Si elles n’ont pas le pouvoir de résider officiellement dans le potager, les mauvaises herbes repointent perpétuellement le bout de leur nez. Leurs graines germent et l’on voit réapparaitre peu à peu les indésirables au milieu des radis, des salades, des poireaux, des courgettes, des betteraves rouges, du céleri boule, des tomates, de la mâche, des poivrons et des aubergines. Ce sont partout les mêmes incorrigibles. Elles ont une énergie incroyable et elles prospèrent outrageusement sans craindre le soleil, le vent ou la pluie ! Et vous fragiles plantes potagères, un rien, un ver vous blesse !

Impossible de les laisser s’étendre sous peine de les voir étouffer les jeunes semis et les plants nouveaux, ou du moins pomper les ressources organiques nécessaires à leur fructification. Il faut donc recommencer sans cesse, tout au long du printemps et de l’été, à désherber. A genoux, accroupi ou courbé, le jardinier, la binette à la main, traque les indésirables sans ménagement. Opération monotone et ennuyeuse. La récompense est cependant au bout de l’effort : les plantes poussent avec plus d’aisance …

Notre jardin est aussi bien pourvu en mauvaises herbes. Et il n’y a ni à s’en étonner ni à s’en inquiéter. En effet, notre terre singulière est loin d’être chimiquement pure ! Chacun de nous promène dans l’existence ses tics, ses travers, ses défauts, ses manies, ses préjugés, ses prétentions, ses hargnes, ses amertumes, ses rancunes …Nous les héritons de nos parents, de notre éducation, du milieu social et culturel qui nous a « formatés » et conditionnés. Sans en avoir conscience, nous avons endossé cet héritage. Ce n’est que plus tard, en nous heurtant aux évènements, en nous confrontant à autrui, en traversant des périodes critiques et des conflits que nous avons commencé à être lucides sur nous-mêmes et sur certains traits peu avantageux de notre tempérament.

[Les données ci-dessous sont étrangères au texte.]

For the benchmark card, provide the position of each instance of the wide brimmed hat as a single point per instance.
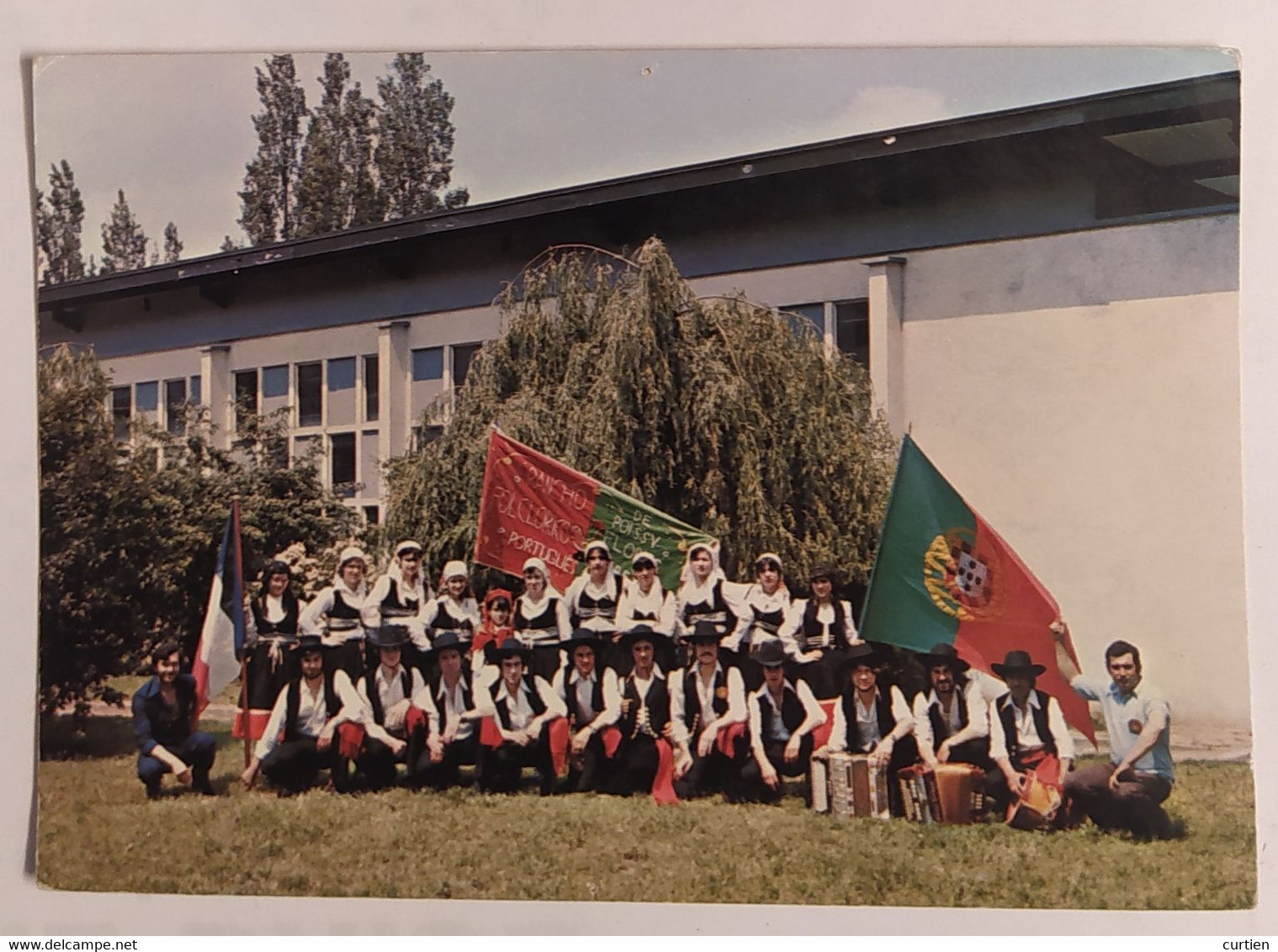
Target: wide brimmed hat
(1017, 664)
(945, 653)
(703, 632)
(771, 654)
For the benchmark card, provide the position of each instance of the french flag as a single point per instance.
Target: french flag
(223, 634)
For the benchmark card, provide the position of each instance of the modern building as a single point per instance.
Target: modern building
(1046, 297)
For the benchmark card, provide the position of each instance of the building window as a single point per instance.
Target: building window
(462, 357)
(175, 405)
(342, 373)
(246, 398)
(275, 381)
(800, 316)
(310, 396)
(122, 412)
(148, 396)
(428, 363)
(342, 463)
(372, 395)
(852, 329)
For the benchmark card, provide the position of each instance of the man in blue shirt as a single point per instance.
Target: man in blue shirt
(1127, 792)
(164, 715)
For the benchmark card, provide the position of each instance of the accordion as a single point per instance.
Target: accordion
(950, 794)
(847, 786)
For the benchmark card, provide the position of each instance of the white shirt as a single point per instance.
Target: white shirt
(867, 721)
(1028, 735)
(735, 713)
(312, 712)
(970, 699)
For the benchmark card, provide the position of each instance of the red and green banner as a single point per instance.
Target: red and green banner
(942, 574)
(536, 506)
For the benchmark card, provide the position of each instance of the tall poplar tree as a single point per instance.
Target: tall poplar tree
(125, 244)
(270, 179)
(414, 140)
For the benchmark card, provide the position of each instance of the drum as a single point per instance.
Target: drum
(845, 785)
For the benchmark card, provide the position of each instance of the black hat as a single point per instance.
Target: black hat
(389, 637)
(703, 632)
(448, 639)
(771, 654)
(1017, 664)
(945, 653)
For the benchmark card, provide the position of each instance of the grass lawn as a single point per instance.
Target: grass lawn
(98, 832)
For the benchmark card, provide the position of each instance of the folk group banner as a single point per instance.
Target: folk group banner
(533, 505)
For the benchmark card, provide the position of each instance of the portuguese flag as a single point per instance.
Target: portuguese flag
(536, 506)
(942, 574)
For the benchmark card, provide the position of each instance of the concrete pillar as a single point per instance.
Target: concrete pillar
(396, 368)
(216, 391)
(887, 363)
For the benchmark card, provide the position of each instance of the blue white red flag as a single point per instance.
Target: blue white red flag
(223, 634)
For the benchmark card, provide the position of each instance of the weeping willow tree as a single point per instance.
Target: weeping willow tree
(709, 409)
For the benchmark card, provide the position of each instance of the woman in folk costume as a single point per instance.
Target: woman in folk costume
(270, 648)
(817, 634)
(398, 598)
(706, 595)
(873, 718)
(337, 615)
(595, 595)
(766, 606)
(644, 602)
(541, 620)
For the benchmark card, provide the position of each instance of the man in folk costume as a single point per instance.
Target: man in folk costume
(951, 721)
(337, 615)
(1026, 733)
(389, 731)
(590, 691)
(523, 706)
(766, 606)
(645, 602)
(644, 759)
(398, 598)
(593, 598)
(300, 736)
(709, 718)
(782, 720)
(1126, 792)
(453, 717)
(164, 720)
(818, 632)
(873, 718)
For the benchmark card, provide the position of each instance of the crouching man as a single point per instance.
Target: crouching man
(164, 716)
(300, 739)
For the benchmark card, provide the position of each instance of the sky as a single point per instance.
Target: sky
(175, 130)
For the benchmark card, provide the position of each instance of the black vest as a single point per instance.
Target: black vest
(882, 712)
(534, 701)
(810, 632)
(657, 704)
(793, 713)
(332, 704)
(1009, 717)
(693, 718)
(374, 696)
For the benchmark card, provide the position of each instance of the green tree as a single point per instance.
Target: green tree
(271, 177)
(414, 140)
(59, 223)
(172, 244)
(128, 548)
(125, 244)
(709, 409)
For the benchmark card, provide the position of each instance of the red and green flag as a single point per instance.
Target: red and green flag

Contrariés, déçus, dépités de constater que nous étions encombrés de ces côtés peu flatteurs socialement parlant, nous nous sommes sentis à maintes reprises impuissants à les maitriser. Bien entendu, nous n’en avons pas pris notre parti. Nous nous sommes efforcés – pour ne pas perdre la face – de tenir en laisse ces tendances récurrentes …

Renonçant à être parfaits ou à le paraitre, nous avons pu alors – et cela est sans fin – nous livrer sans tension à un travail de désherbage intime pour vivre vrai avec nous-mêmes et avec les autres. Le jardinier sait qu’il lui faudra sans cesse et toujours sarcler ses carrés sans jamais réussir à remporter une victoire définitive. Aucun d’entre nous n’a à se décourager dans son application à se débarrasser de telle ou telle réaction spontanée et récurrente qu’il n’arrive pas à juguler, même si, à force de vigilance, il se contrôle davantage. Cela n’empêche pas qu’il lui sera nécessaire à longueur de vie de s’accepter avec le côté un peu tordu de sa personnalité. Un brin d’humour y aide singulièrement de même qu’un zeste d’humilité. Moyennant quoi, les graines d’humanité que nous semons en nous et autour de nous auront plus de chance de germer et de grandir dans de saines conditions et, au bout du compte, de produire des fruits de qualité. Si, au lieu de nous lamenter sur nos fragilités, nous mobilisons nos énergies pour cultiver avec soin les plantes essentielles que sont la vérité, la justice, la fraternité, alors, sans parvenir à chasser définitivement l’ivraie de notre champ, nous serons récompensés par d’étonnantes et surprenantes récoltes.